If a patient is at risk and is interested in receiving buprenorphine, the emergency physician writes a prescription for the medicine and a social worker schedules a follow-up appointment with a physician in the community, typically within three days.
UCHealth also has tools in place to provide data to physicians on how many opioid pills are being prescribed. Memorial, Hertner said, saw a vast reduction in the pills prescribed by providing positive feedback to physicians, showing them their prescriptive habits and how they compare with their colleagues.
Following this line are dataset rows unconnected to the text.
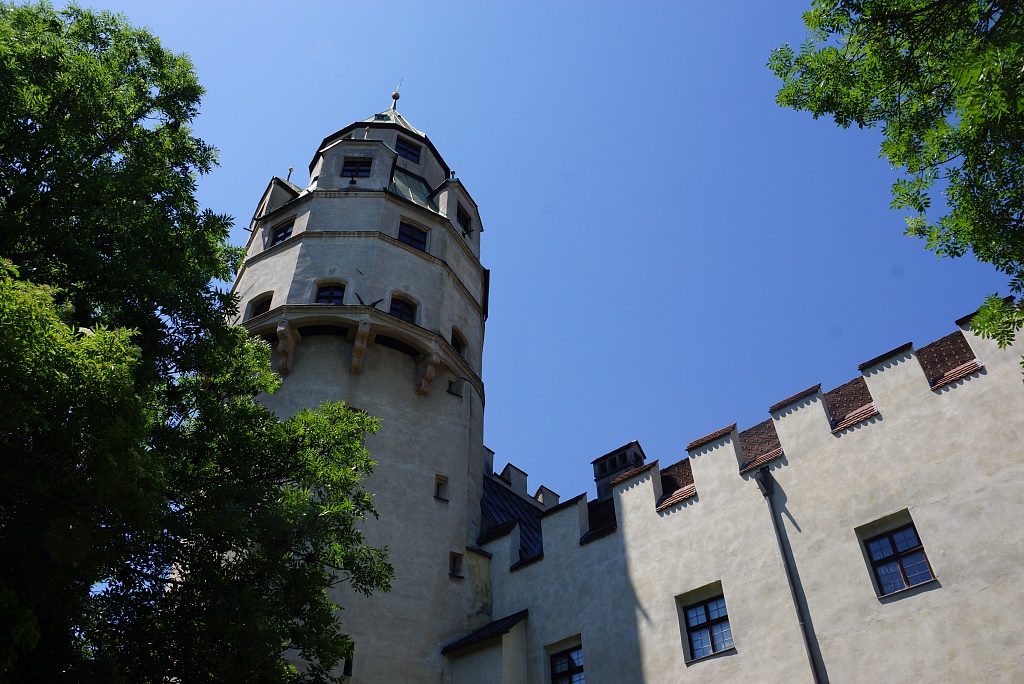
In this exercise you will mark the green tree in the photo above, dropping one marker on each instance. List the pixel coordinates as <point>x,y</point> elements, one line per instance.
<point>156,522</point>
<point>944,79</point>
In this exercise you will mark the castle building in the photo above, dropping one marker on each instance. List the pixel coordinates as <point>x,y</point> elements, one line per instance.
<point>870,531</point>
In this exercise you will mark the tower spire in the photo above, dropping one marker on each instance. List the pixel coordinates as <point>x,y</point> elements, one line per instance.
<point>395,96</point>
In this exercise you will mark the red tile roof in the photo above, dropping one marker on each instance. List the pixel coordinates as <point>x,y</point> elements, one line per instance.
<point>679,495</point>
<point>941,357</point>
<point>758,442</point>
<point>952,376</point>
<point>790,399</point>
<point>708,438</point>
<point>849,404</point>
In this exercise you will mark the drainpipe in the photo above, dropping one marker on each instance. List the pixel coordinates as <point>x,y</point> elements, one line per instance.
<point>767,485</point>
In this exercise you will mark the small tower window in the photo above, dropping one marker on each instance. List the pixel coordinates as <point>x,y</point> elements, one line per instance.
<point>409,150</point>
<point>440,487</point>
<point>403,309</point>
<point>458,343</point>
<point>356,167</point>
<point>281,233</point>
<point>412,236</point>
<point>331,294</point>
<point>464,221</point>
<point>260,306</point>
<point>455,564</point>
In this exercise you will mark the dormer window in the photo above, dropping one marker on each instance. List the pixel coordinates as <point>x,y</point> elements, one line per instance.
<point>281,233</point>
<point>402,309</point>
<point>464,221</point>
<point>409,150</point>
<point>356,167</point>
<point>413,236</point>
<point>331,294</point>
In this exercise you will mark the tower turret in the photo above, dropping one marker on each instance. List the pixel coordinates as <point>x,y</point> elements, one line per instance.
<point>369,286</point>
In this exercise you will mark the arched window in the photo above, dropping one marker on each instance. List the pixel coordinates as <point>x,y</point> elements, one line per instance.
<point>402,308</point>
<point>331,294</point>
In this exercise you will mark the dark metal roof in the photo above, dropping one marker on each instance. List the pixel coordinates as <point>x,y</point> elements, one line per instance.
<point>501,506</point>
<point>487,632</point>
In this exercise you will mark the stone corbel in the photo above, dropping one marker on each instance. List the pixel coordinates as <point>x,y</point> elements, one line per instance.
<point>428,370</point>
<point>288,339</point>
<point>359,347</point>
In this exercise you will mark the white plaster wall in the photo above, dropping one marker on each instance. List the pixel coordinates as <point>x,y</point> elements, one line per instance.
<point>951,458</point>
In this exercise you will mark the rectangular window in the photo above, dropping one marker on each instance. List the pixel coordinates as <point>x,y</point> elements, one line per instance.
<point>440,487</point>
<point>260,307</point>
<point>464,220</point>
<point>566,667</point>
<point>355,167</point>
<point>281,233</point>
<point>402,309</point>
<point>708,628</point>
<point>331,294</point>
<point>455,564</point>
<point>410,151</point>
<point>898,560</point>
<point>412,236</point>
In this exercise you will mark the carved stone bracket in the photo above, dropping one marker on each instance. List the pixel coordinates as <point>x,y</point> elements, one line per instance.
<point>288,339</point>
<point>359,347</point>
<point>428,371</point>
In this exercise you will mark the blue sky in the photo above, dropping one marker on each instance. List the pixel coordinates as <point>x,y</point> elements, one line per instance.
<point>671,252</point>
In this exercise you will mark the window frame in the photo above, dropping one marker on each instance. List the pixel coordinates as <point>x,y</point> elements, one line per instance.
<point>464,219</point>
<point>356,170</point>
<point>410,237</point>
<point>565,676</point>
<point>402,303</point>
<point>332,287</point>
<point>406,147</point>
<point>896,556</point>
<point>276,238</point>
<point>707,626</point>
<point>457,565</point>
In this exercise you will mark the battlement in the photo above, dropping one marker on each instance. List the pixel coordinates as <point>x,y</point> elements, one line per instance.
<point>905,393</point>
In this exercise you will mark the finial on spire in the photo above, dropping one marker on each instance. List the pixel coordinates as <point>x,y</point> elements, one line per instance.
<point>395,95</point>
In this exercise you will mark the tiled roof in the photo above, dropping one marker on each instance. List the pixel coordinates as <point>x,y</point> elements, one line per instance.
<point>488,631</point>
<point>881,357</point>
<point>679,495</point>
<point>759,443</point>
<point>955,374</point>
<point>790,399</point>
<point>708,438</point>
<point>633,473</point>
<point>849,404</point>
<point>501,506</point>
<point>943,358</point>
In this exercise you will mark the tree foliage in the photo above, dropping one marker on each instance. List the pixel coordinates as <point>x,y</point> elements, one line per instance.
<point>156,522</point>
<point>944,79</point>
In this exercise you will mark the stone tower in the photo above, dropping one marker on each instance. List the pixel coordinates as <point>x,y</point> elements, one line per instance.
<point>369,286</point>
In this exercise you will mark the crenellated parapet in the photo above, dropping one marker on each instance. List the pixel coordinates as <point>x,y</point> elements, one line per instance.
<point>821,428</point>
“Physicians are competitive and if they are an outlier, then they want to be more consistent with their colleagues, and that was kind of a tipping point where we had a huge reduction,’’ Hertner said.
Hertner said he believes that has reduced the number of patients who repeatedly come to emergency departments seeking pain medications.
“It’s not that we stop taking care of them or treating them or seeing them, it’s just that we are treating them appropriately,’’ Hertner said. “It’s not to say that we don’t write prescriptions for narcotics. We still do, but we are really diligent about providing them to the right people for the right reasons.